CSV Autodetection in Java

There are always going to be non-CSV files that look like CSV, and vice versa. For instance, there's the pathological (but perfectly valid) CSV file that frankc posted in the Java link you cited:

Name
Jim
Tom
Bill

The best one can do, I think, is some sort of heuristic estimate of the likelihood that a file is CSV. Some heuristics I can think of are:

  1. There is a candidate separator character that appears on every line (or, if you like, every line has one token).
  2. Given a candidate separator character, most (but not necessarily all) of the lines have the same number of fields.
  3. The presence of a first line that looks like it might be a header increases the likelihood of the file containing CSV data.

One can probably think up other heuristics. The approach would then be to develop a scoring algorithm based on these. The next step would be to score a collection of known CSV and non-CSV files. If there is a clear-enough separation, then the scoring could be deemed useful and the scores should tell you how to set a detection threshold.


If you can't constrain whats used as a delimiter then you can use brute-force.

You could iterate through all possible combinations of quote character, column delimiter, and record delimiter (256 * 255 * 254 = 16581120 for ASCII).

id,text,date
1,"Bob says, ""hi
..."", with a sigh",1/1/2012

Remove all quoted columns, this can be done with a RegEx replace.

//quick javascript example of the regex, you'd replace the quote char with whichever character your currently testing
var test='id,text,date\n1,"bob, ""hi\n..."", sigh",1/1/2011';
console.log(test.replace(/"(""|.|\n|\r)*?"/gm,""));

id,text,date
1,,1/1/2012

Split on record delimiter

["id,text,date", "1,,1/1/2012"]

Split records on column delimiter

[ ["id", "text", "date"], ["1", "", "1/1/2012"] ]

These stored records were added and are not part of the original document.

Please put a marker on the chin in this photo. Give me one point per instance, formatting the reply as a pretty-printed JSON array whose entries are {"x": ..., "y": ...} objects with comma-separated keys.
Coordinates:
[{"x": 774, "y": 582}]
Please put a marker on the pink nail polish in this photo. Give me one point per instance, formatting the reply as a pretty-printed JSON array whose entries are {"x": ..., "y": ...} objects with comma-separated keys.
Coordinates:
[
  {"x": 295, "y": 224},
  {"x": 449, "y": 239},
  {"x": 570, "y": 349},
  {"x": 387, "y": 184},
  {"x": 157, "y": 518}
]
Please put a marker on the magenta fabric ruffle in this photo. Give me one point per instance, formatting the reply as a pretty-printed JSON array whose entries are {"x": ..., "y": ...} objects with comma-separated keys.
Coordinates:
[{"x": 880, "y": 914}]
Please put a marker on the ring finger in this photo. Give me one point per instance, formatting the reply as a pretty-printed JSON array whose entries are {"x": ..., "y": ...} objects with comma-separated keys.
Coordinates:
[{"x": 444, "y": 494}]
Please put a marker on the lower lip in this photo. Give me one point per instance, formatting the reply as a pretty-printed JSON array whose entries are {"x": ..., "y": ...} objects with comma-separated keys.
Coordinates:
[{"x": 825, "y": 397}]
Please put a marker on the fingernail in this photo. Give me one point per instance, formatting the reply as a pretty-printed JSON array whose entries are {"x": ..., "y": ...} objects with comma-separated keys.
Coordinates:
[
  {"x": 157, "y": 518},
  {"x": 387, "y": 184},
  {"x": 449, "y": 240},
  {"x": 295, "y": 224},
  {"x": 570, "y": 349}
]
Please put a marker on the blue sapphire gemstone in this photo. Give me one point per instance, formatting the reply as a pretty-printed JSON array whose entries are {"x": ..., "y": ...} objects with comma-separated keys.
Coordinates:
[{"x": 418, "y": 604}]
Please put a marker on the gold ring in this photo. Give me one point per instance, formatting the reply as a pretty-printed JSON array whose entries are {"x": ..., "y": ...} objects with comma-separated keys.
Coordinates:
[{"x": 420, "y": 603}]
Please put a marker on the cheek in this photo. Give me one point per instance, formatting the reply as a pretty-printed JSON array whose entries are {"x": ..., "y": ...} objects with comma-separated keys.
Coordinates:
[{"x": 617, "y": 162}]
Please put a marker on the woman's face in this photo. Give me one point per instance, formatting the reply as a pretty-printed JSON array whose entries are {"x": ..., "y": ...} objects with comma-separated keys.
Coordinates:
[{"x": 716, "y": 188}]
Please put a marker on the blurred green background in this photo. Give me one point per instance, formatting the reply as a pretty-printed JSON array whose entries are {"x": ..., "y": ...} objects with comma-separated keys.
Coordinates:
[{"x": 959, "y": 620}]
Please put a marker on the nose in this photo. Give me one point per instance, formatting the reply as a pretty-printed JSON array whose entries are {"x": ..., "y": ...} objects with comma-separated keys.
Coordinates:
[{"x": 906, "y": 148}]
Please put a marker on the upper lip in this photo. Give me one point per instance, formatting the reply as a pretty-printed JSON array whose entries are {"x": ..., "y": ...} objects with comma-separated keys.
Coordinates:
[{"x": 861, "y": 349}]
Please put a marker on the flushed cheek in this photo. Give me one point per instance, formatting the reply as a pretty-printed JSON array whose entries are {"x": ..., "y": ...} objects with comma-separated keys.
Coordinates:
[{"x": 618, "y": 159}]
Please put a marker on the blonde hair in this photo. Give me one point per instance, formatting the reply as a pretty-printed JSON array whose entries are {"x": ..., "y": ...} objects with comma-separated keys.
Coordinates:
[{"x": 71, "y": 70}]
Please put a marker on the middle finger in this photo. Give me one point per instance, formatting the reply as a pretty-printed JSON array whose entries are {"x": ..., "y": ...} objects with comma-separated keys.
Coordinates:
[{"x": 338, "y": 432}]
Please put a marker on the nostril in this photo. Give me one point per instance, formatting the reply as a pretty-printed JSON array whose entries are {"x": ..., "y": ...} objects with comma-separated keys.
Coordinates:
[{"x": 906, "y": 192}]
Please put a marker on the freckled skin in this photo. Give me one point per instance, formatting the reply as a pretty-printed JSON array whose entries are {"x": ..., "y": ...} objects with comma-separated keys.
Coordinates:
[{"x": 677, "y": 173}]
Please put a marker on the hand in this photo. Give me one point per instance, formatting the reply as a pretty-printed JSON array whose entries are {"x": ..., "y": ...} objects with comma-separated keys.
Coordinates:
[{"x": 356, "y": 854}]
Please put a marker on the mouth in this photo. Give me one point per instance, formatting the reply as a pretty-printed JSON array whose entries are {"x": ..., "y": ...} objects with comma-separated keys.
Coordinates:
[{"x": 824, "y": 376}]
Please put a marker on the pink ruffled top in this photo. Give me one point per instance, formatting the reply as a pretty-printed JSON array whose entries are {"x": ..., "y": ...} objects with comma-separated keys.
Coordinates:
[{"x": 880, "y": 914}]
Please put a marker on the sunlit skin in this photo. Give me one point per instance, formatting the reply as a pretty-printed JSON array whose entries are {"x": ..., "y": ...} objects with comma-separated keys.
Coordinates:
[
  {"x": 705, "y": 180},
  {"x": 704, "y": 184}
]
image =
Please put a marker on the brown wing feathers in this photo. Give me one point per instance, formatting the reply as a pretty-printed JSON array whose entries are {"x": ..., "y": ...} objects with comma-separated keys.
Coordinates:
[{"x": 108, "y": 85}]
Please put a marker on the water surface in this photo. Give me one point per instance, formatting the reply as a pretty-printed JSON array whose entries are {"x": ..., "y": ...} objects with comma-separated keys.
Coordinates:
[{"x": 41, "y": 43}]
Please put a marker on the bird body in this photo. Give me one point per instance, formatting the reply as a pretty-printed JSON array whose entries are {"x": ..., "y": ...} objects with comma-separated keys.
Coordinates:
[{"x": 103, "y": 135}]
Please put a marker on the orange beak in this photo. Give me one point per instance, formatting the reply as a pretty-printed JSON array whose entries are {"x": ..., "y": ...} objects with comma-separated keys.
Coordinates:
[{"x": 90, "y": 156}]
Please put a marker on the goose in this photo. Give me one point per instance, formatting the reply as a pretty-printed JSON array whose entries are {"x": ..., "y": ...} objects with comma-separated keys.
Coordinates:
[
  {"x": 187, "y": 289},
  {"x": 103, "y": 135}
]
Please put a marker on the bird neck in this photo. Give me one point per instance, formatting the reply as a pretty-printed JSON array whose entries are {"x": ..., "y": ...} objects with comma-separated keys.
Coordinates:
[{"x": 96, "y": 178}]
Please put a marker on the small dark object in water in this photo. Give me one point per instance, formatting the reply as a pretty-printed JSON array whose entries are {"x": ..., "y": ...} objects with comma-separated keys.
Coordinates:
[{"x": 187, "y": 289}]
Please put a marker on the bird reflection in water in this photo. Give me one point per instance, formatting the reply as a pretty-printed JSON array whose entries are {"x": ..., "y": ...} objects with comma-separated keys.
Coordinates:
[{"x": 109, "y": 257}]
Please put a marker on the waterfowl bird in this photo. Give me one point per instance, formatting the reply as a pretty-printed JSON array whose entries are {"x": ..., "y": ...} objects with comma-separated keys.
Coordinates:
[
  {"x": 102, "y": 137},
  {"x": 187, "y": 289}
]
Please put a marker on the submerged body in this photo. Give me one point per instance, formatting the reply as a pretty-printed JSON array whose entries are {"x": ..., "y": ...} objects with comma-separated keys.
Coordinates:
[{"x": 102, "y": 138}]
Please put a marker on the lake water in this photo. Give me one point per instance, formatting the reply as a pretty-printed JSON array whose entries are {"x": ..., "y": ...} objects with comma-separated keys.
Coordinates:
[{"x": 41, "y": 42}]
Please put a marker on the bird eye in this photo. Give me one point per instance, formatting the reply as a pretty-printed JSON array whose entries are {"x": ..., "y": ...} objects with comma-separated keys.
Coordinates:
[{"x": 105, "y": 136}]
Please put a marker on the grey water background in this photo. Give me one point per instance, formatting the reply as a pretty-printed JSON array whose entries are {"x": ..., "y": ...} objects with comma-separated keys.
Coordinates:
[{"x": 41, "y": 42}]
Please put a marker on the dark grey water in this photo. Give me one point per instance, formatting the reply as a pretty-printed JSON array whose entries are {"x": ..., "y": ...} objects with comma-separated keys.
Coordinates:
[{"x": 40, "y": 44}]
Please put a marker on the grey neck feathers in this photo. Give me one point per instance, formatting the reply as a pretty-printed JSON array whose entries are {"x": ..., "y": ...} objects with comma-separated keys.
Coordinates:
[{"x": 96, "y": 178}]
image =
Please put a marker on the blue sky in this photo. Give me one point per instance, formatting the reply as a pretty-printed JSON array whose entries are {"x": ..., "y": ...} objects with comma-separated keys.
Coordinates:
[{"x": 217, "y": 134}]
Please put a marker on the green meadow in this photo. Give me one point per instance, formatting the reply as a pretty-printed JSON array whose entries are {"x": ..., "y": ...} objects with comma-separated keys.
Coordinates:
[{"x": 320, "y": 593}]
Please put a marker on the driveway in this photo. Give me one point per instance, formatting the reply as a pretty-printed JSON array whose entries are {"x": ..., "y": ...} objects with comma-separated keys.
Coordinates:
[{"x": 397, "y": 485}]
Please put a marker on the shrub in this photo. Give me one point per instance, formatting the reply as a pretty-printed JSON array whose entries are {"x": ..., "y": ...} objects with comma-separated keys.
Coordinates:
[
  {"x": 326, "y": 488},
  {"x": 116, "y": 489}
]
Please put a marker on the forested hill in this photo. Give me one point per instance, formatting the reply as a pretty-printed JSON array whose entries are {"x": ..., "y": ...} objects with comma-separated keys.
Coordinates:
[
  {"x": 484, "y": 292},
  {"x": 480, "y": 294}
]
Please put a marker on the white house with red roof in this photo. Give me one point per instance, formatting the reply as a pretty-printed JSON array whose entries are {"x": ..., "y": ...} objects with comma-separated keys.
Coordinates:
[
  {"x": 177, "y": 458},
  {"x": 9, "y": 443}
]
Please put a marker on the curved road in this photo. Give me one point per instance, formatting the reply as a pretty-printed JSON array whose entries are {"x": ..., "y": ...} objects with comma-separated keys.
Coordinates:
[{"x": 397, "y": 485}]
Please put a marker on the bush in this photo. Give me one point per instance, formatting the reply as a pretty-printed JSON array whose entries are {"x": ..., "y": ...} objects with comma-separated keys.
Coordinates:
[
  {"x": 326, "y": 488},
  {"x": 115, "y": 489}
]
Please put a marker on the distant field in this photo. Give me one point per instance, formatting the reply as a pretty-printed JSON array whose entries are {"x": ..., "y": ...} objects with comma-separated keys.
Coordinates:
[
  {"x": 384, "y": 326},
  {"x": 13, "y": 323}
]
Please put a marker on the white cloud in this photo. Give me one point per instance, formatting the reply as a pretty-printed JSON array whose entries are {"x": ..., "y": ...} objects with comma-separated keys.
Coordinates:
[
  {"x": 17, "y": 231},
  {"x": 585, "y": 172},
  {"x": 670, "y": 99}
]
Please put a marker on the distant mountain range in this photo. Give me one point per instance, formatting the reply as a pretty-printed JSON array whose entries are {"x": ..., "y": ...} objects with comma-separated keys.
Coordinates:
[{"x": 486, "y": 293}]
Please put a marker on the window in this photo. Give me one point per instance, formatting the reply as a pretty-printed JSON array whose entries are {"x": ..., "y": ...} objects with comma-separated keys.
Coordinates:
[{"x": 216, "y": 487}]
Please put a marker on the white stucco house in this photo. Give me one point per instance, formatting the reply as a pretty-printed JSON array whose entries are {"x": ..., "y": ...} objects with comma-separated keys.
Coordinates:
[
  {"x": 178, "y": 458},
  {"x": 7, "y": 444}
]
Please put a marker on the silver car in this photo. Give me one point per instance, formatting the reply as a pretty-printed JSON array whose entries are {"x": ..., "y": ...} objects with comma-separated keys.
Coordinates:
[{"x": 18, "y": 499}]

If the number of columns per record match you have some CSV confidence.

3 == 3

If the number of columns don't match try another combination of row, column and quote character

EDIT

Actually parsing the data after you have confidence on the delimiters and checking for column type uniformity might be a useful extra step

  • Are all the columns in the first (header?) row strings
  • Does column X always parse out to null/empty or a valid (int, float, date)

The more CSV data (rows, columns) there is to work with, the more confidence you can extract from this method.

I think this question is kind of silly / overly general, if you have a stream of unknown data you'd definitely want to check for all of the "low hanging fruit" first. Binary formats usually have fairly distinct header signatures, then there's XML and JSON for easily detectable text formats.